Posted to common-user@hadoop.apache.org by "W.P. McNeill" <bi...@gmail.com> on 2011/01/26 19:53:04 UTC

Is there a standard command line convention for input and output directories

I like to pass positional arguments to Hadoop processes where all but the
last argument is an input directory and the last argument is an output
directory.  It seems like there are a couple ways to integrate this with
specifying these directories with -D mapred.input.dir and -D
mapred.output.dir.  Is there an accepted standard way to specify Hadoop
input and output directories?

Re: Is there a standard command line convention for input and output directories

Posted by Harsh J <qw...@gmail.com>.
Hadoop Streaming has a -input and -output option for specifying input
and output directory or file patterns but I believe
GenericOptionsParser (which is used via the ToolRunner, for plain Java
MapReduce programs), so far, does not support those two options with
names.

Instead, you will have to specify them with the -D way and ensure that
the property you're setting for it is the right one for the release
you're on. [mapred.input.dir is deprecated in favor of
mapreduce.input.fileinputformat.inputdir in the future versions, for
example].

Or you could write an additional opts parser and let it handle such
arguments (-input/-output, like streaming has in it) after the
ToolRunner is done parsing its accepted ones.

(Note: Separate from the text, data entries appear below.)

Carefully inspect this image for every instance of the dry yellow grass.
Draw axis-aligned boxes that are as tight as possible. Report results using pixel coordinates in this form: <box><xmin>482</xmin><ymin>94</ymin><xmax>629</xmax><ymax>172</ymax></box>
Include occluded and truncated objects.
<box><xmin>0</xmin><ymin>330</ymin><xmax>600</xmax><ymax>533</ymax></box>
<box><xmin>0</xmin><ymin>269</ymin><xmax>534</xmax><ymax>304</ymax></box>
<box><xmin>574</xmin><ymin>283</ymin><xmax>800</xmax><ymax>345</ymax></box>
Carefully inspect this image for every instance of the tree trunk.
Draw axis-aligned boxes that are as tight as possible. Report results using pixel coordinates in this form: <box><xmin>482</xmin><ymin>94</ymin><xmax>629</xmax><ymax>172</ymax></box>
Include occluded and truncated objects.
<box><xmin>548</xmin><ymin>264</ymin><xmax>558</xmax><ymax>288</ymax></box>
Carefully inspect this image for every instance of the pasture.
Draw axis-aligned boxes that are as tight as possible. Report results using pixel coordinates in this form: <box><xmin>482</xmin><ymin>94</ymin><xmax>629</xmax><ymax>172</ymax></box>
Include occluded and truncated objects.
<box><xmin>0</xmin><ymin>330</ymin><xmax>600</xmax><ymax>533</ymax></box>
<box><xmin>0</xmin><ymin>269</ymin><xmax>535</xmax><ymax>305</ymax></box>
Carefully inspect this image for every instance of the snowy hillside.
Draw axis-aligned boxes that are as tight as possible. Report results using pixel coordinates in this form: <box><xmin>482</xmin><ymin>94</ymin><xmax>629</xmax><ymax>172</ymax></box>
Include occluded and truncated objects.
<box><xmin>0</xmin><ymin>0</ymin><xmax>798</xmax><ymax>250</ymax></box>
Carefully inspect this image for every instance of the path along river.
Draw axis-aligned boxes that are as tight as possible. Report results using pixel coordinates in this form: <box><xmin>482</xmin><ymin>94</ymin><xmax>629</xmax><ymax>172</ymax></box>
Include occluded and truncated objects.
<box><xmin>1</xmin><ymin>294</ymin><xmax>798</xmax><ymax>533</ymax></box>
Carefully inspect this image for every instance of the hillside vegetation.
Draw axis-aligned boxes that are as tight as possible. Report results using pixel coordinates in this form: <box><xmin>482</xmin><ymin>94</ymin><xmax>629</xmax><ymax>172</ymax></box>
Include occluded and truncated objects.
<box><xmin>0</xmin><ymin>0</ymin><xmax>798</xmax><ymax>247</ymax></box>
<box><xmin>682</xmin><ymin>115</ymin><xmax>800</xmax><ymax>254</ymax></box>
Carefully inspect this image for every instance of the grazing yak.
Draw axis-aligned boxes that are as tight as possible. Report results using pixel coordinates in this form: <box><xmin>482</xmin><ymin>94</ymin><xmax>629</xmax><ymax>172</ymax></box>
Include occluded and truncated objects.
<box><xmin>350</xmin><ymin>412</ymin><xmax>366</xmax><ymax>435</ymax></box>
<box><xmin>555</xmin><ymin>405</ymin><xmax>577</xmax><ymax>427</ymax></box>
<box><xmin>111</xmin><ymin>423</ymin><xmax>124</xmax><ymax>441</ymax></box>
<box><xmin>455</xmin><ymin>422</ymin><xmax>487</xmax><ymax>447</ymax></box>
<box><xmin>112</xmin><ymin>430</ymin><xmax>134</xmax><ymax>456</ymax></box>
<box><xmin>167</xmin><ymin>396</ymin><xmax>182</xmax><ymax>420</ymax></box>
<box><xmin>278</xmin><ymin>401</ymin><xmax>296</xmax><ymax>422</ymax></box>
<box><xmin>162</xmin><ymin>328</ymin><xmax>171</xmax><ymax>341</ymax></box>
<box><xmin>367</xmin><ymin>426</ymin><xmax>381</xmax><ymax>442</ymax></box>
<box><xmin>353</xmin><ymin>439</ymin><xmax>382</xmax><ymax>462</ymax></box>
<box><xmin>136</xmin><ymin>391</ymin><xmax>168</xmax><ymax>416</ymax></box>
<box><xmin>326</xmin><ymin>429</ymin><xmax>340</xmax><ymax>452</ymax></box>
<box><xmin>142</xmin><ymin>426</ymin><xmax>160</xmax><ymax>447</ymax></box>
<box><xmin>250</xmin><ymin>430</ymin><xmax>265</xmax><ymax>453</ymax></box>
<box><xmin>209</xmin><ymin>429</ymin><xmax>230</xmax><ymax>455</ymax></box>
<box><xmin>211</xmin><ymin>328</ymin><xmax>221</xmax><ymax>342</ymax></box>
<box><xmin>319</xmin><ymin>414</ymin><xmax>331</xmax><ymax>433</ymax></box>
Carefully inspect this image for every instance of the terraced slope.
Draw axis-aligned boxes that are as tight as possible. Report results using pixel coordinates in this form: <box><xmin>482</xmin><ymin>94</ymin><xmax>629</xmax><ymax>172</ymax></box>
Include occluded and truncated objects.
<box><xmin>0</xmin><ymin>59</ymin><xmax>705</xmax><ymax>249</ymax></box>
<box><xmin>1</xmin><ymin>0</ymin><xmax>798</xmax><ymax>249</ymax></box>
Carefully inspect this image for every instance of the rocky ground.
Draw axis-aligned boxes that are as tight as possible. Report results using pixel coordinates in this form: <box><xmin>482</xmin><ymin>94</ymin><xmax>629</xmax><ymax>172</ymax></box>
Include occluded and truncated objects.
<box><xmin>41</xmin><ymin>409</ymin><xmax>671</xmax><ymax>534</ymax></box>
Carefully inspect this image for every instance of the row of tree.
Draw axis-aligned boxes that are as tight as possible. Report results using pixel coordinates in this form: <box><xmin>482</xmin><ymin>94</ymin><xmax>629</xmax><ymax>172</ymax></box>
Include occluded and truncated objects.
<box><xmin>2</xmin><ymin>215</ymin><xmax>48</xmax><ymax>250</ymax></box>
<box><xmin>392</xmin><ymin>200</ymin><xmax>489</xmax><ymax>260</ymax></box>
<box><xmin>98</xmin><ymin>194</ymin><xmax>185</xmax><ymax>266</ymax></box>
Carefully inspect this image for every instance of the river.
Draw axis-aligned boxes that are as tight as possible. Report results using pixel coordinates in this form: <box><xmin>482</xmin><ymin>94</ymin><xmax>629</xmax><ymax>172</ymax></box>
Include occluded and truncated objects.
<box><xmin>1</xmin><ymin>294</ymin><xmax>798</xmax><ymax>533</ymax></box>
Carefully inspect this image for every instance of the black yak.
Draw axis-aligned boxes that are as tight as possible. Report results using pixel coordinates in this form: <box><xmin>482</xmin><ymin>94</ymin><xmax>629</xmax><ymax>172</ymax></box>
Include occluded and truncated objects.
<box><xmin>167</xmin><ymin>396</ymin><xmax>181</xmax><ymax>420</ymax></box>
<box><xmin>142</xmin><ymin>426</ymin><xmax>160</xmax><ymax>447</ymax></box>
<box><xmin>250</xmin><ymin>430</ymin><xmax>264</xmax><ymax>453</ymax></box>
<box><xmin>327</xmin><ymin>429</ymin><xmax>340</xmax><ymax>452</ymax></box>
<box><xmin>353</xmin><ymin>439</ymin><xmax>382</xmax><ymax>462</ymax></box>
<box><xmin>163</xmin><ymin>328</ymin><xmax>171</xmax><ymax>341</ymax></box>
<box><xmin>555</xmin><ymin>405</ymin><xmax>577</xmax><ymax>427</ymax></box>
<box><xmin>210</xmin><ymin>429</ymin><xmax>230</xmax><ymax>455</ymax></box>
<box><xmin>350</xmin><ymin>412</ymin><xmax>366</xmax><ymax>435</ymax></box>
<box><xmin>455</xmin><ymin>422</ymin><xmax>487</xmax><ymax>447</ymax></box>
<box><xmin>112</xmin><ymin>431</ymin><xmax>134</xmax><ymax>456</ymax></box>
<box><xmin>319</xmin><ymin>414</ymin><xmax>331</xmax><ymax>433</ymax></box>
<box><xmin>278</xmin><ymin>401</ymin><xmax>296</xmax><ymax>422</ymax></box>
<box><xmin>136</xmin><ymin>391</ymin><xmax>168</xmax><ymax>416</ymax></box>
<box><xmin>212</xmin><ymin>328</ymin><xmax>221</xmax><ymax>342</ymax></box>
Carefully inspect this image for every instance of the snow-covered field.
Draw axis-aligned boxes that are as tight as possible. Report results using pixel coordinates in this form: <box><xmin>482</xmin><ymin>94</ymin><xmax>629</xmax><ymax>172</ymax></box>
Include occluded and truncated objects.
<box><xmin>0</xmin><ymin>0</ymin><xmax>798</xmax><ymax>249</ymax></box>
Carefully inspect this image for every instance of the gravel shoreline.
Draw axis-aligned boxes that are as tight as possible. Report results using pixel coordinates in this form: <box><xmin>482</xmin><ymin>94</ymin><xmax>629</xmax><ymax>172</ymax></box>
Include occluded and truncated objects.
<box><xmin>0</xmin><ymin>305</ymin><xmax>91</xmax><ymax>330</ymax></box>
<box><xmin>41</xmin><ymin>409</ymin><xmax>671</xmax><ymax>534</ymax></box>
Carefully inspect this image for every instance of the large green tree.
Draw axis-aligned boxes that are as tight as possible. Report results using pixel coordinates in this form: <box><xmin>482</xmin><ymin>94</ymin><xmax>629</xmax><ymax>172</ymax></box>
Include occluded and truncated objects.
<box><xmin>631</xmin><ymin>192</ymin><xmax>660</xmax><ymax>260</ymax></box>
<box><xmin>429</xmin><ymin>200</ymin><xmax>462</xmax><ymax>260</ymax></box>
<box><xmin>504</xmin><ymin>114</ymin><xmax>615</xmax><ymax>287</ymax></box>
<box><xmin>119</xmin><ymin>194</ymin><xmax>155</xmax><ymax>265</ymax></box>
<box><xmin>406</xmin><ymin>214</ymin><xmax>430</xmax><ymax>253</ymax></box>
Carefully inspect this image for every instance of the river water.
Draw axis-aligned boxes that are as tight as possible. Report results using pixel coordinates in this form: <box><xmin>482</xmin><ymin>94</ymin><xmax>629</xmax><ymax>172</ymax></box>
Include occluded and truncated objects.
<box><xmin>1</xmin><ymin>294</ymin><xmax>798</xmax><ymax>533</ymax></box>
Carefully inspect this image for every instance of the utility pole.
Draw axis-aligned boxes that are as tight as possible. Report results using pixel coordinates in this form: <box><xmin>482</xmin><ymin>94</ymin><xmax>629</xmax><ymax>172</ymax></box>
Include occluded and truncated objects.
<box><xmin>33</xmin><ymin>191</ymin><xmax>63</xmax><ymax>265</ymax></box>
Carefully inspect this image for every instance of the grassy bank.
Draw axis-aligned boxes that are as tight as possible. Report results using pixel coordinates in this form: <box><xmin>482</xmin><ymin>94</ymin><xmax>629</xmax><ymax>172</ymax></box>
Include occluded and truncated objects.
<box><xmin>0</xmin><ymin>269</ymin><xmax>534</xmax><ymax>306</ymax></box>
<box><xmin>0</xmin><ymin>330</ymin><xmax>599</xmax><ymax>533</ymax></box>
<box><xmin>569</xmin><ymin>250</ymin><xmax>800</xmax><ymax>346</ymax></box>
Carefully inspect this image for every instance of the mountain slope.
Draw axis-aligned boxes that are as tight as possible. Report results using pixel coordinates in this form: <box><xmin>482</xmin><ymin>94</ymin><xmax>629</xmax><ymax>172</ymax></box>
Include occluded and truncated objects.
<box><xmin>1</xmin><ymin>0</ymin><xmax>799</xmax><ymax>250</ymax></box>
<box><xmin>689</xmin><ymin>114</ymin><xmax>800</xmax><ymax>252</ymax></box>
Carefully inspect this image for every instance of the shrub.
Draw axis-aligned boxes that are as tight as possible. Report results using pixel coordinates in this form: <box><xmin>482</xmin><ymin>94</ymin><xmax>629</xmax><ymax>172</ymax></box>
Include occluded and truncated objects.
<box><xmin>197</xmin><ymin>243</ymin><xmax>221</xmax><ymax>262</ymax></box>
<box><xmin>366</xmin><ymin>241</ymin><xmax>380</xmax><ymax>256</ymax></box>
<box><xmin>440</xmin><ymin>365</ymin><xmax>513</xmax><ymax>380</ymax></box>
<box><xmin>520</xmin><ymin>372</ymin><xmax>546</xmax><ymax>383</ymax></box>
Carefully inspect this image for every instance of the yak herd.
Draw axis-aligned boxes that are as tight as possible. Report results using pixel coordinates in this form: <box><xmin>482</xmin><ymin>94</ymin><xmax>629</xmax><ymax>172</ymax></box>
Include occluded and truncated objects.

On Thu, Jan 27, 2011 at 12:23 AM, W.P. McNeill <bi...@gmail.com> wrote:
> I like to pass positional arguments to Hadoop processes where all but the
> last argument is an input directory and the last argument is an output
> directory.  It seems like there are a couple ways to integrate this with
> specifying these directories with -D mapred.input.dir and -D
> mapred.output.dir.  Is there an accepted standard way to specify Hadoop
> input and output directories?
>



-- 
Harsh J
www.harshj.com